Type d’épave : avion de chasse
Nationalité : française
Année de construction : inconnue
Envergure : 12,50 mètres
Largeur : 10,16 mètres
Date du naufrage : peut-être 1956
Cause du naufrage : panne
Localisation : au centre de la baie au nord du Cap Comino
Profondeur : 4,5 à 6 mètres

 


Coulé au large de la côte orientale sarde à grande profondeur, il y serait encore s'il n'avait été pris dans un filet de chalut, puis remorqué en face de la grande plage de Salina Manna.
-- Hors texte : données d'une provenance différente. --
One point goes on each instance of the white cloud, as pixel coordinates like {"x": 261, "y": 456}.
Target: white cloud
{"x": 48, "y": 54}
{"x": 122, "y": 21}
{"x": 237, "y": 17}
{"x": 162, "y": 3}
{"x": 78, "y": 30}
L'avion était pratiquement intact, mis à part l'absence de la queue, mais, très vite, les habituels vandales, commencèrent leur travail systématique de récupération de souvenirs.

Le Corsair fut le meilleur chasseur embarqué de la Seconde Guerre mondiale et peut-être le meilleur chasseur américain, seulement sur classé par le Mustang. Les Japonais l'appelaient "la mort sifflante". Au cours des 64'000 missions qu'ils effectuèrent dans le Pacifique, les Corsair américains abattirent 2'140 appareils ennemis, contre seulement 189 dans leurs rangs.

 

Lorsqu'on arrive sur l'avant de l'épave, elle semble voler à notre rencontre, quand on a la chance de la visiter après qu'un coup de mer en a complètement découvert les ailes.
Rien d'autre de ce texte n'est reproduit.